Another recent client, retiree
Shirley Healey, is preparing to apply for reimbursement
for a US surgery she had in October for her mesenteric
ischemia. Dr Robert Ellett, a Kelowna, BC, surgeon,
says he encouraged her to go because she wouldn't get
access to surgery in time in BC. "Anyone with blocked
arteries is not meant to wait six months to a year,"

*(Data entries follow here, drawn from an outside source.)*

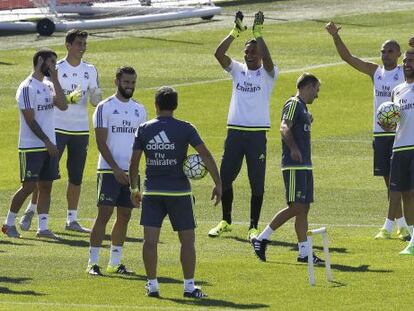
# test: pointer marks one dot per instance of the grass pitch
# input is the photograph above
(368, 274)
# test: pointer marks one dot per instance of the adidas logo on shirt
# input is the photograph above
(160, 142)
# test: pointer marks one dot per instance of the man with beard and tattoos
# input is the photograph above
(38, 154)
(115, 120)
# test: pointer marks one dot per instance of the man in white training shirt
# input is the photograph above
(36, 97)
(116, 120)
(384, 79)
(79, 81)
(248, 120)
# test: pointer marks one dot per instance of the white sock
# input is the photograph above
(303, 249)
(72, 215)
(153, 285)
(43, 220)
(401, 223)
(189, 285)
(266, 233)
(11, 219)
(388, 224)
(93, 255)
(116, 254)
(31, 207)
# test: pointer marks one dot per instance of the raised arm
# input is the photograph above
(261, 44)
(360, 65)
(212, 169)
(224, 45)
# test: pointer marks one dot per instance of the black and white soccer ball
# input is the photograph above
(194, 167)
(388, 115)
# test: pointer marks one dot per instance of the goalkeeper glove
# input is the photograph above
(258, 24)
(238, 25)
(73, 97)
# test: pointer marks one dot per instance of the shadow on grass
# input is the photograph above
(208, 302)
(292, 246)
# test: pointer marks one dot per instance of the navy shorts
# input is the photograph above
(299, 186)
(382, 155)
(178, 208)
(77, 150)
(112, 193)
(38, 166)
(402, 171)
(240, 144)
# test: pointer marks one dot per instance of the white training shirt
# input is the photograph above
(404, 136)
(384, 82)
(36, 95)
(250, 99)
(74, 120)
(122, 120)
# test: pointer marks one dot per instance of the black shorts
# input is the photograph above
(299, 185)
(382, 155)
(77, 151)
(178, 208)
(239, 144)
(38, 166)
(112, 193)
(402, 171)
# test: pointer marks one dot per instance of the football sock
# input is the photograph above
(93, 255)
(226, 202)
(189, 285)
(116, 254)
(11, 218)
(303, 249)
(255, 208)
(72, 215)
(153, 285)
(265, 233)
(43, 221)
(401, 223)
(388, 224)
(31, 207)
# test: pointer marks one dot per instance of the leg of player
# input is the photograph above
(26, 220)
(43, 206)
(9, 227)
(408, 202)
(96, 238)
(119, 231)
(150, 257)
(188, 262)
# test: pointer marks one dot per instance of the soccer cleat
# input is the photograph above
(259, 247)
(252, 233)
(383, 234)
(152, 293)
(403, 234)
(409, 250)
(119, 269)
(196, 293)
(48, 235)
(223, 226)
(316, 260)
(26, 220)
(75, 226)
(94, 270)
(10, 231)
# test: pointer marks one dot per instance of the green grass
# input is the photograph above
(44, 275)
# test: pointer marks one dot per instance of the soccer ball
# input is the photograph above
(194, 167)
(388, 115)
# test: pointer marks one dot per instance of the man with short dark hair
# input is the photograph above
(79, 81)
(295, 129)
(164, 140)
(248, 120)
(116, 120)
(36, 97)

he says. "I suggested that with the way things are in
Canada, I would go to the States as well." Ms Healey
had three arteries stented within several days in Bellingham,
Washington. Although Ms Healey will likely be reimbursed
because that type of treatment was not available at
all in BC, said Mr Baker, either or both of these cases
could well end up in the courts.
DESTINATION
UNKNOWN
Where will all this litigation lead us? What will the
post-Chaoulli era look like, for the public and for
physicians?
Well, access to healthcare will
not be improved for the vast majority by expanding private
medical insurance, says Dr Prémont. A study conducted
by the Organization for Economic Co-operation and Development
(OECD) in 2004 found "privately insured patients may
benefit... by obtaining shorter waiting times for elective
surgery. But there is no clear evidence that waiting
times are also reduced in the public sector, the only
choice for those on lower incomes." This finding confirms
the Romanow Commission's conclusions.
But Mr Carpay notes we already
have a multi-tiered system: the RCMP, federal prisoners,
and the Workers' Compensation Board all use private
insurance; and rich Canadians simply leave the country
for care. "Do you really believe a doctor's wife is
going to spend six months waiting to see a specialist
and 18 months for treatment?," he asks. Claiming that
legalizing private medical insurance for the general
public will create an inferior, multi-tiered system
is "intellectually dishonest," he says.
Perhaps the most significant result
of Chaoulli is the message that failure by a province
to provide timely healthcare will now result in legal
action and the introduction of private medical insurance.
In a lecture given in late November, Dr Patrick Monahan,
dean of York University's Osgoode Hall Law School, argued
that Chaoulli need not lead to an "American-style, two-tier"
system but instead effectively enshrines a new requirement
in the Canada Health Act: what he calls 'patient accountability.'
"Far from heralding the destruction
of Canada's publicly funded healthcare system," wrote
Dr Monahan, "I believe that Chaoulli may provide the
key to its reform and long-term sustainability... Patient
accountability means that those responsible for funding
the healthcare system and providing care are ultimately
answerable to patients for the timeliness of service
provided and, further, that this accountability can
be enforced through the legal system."